Cold fusion is an excellent example. They had a press conference before going through the necessary verification steps. All they had was an unverified experimental result, and a hypothesis. Attempts at reproducing their result failed. Anyone believing in cold fusion now is absolutely doing so out of faith. They tend to get laughed at. Not everything claimed to be scientific is. They are a great example of why, even if you are very excited about a result, it is best to wait until others have looked at it.
Your position seems to be that I’m taking a scientific claim on faith unless I have personally investigated it. I dare say just about every scientific claim is checked by someone, somewhere. It’s also a lot harder to get away with making shit up if you never know which claim someone will decide to test. So that’s where the “web of lies” comes from. For any commonly accepted scientific statements to be false it would have to involve some kind of massive conspiracy. But yeah, I suppose it’s not completely impossible.
I think we all walk on faith at some point in our lives.
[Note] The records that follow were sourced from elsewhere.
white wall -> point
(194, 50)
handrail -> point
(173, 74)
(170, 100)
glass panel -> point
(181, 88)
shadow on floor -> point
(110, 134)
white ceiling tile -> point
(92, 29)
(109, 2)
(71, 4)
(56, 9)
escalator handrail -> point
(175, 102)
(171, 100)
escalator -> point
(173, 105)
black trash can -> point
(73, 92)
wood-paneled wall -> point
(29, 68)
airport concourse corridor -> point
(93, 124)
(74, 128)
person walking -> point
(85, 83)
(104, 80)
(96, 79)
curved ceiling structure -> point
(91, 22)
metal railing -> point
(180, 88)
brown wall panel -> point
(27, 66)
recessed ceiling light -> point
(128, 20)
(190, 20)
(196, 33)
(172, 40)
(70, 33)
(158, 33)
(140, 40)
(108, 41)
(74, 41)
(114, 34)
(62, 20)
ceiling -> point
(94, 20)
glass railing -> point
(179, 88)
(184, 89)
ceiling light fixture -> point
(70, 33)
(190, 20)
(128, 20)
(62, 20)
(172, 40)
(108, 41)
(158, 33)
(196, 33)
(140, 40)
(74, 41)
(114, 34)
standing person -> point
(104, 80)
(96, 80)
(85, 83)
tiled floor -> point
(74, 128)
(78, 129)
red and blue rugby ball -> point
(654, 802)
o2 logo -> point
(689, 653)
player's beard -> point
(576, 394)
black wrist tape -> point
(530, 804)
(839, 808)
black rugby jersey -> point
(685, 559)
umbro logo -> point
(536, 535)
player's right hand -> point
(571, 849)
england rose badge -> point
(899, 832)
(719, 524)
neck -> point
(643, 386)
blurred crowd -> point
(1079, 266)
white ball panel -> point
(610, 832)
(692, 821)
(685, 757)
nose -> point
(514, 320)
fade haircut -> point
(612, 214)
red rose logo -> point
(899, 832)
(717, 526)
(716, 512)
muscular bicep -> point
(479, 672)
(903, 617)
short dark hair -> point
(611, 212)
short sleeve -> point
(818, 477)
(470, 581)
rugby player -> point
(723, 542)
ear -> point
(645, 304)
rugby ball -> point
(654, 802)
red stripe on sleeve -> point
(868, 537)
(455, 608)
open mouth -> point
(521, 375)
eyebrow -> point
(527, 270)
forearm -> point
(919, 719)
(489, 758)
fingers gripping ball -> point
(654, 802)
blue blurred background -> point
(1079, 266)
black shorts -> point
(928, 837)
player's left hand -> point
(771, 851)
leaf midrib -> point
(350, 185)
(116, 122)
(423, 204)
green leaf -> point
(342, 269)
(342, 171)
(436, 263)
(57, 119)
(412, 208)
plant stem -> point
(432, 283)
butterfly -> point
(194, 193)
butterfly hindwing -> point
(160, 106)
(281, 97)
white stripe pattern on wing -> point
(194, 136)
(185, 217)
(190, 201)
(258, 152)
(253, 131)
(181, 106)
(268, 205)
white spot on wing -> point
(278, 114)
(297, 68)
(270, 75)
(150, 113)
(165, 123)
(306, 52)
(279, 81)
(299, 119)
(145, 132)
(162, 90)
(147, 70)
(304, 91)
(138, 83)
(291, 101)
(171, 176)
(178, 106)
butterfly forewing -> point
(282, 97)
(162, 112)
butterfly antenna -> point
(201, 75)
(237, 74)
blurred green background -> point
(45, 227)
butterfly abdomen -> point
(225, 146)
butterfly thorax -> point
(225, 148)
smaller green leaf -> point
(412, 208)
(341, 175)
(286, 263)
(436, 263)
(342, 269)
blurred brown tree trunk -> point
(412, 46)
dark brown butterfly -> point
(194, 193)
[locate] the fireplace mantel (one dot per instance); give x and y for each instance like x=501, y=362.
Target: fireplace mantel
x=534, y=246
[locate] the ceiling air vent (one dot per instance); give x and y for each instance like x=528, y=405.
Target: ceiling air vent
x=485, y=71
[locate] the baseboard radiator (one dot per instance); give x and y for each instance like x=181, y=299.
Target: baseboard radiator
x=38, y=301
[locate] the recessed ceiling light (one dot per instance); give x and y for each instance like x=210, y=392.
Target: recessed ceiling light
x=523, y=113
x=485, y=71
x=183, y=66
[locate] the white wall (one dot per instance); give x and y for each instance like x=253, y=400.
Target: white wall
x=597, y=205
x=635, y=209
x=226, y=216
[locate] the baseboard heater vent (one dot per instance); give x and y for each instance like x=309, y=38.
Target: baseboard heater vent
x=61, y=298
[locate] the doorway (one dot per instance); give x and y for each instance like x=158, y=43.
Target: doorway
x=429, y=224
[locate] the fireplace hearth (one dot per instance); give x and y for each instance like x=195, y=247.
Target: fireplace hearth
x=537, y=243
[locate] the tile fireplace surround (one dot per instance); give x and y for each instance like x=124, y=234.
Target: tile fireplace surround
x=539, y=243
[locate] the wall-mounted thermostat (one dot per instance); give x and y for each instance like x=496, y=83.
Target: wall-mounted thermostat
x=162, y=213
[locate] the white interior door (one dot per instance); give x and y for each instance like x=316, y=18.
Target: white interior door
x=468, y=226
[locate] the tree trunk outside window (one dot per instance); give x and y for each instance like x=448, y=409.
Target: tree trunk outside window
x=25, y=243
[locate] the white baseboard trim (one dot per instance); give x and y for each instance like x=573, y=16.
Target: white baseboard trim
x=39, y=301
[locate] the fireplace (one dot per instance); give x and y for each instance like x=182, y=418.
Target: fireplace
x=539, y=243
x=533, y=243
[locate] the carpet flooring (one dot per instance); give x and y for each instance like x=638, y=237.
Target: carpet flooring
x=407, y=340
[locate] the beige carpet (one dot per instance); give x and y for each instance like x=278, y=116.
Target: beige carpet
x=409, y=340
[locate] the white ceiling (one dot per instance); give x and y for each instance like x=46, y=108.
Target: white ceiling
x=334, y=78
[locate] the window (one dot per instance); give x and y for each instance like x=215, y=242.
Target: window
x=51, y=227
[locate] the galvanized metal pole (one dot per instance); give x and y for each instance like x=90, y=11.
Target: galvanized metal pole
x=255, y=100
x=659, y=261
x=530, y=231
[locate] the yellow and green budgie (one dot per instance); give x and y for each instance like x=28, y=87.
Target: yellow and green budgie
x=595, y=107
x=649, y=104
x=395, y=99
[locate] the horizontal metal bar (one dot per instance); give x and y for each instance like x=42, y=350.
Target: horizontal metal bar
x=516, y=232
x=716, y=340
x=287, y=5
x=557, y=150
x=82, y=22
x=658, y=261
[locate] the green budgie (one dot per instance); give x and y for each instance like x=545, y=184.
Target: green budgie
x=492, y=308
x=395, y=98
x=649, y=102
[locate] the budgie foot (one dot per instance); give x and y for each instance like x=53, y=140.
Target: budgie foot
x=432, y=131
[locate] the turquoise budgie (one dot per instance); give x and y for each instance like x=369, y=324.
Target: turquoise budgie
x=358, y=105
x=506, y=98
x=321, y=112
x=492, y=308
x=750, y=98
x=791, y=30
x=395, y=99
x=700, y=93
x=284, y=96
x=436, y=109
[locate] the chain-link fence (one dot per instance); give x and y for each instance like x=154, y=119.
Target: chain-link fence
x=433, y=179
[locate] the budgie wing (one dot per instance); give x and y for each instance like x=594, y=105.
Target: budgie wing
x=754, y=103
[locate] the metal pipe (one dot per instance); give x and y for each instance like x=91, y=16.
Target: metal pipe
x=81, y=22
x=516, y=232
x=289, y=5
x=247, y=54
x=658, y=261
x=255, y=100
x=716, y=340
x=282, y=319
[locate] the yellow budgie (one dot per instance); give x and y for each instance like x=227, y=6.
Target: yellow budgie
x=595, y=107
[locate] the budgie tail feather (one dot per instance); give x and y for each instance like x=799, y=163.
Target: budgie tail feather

There is a juncture where trust and faith intersect, a place where we leave one and join the other, it’s something I refer to as ‘educated faith’. I can trust that the guy who tightens the lugnuts on the wheel of the airplane I’m riding in did so to the best of his ability, but I don’t KNOW that.
Because my life is in the balance, I place faith (which I think is reserved for the truly precious things) in something I cannot see and do not know; the work ethic and knowledge of a person I have never met and will likely never know. The airplane mechanic in this case may as well be god.
God won’t pay your rent and arrogance won’t get you into heaven. Better to say you’re not sure and be right than say you are sure and be wrong.
Actually, it’s entirely possibly for a commonly accepted scientific statement to be false through simple error- and if the error is one of thought rather than rigor, it’s entirely possible for the same mistake to be made by several people.
Still not the same. There’s very convincing evidence available that the incidence of airplane crashes due to improperly fastened lugnuts is very low. Planes are also regularly checked for this kind of thing between flights, by people other than the mechanic. People who are motivated to find flaws.
God on the other hand is completely pulled out of a hat with no evidence of any kind.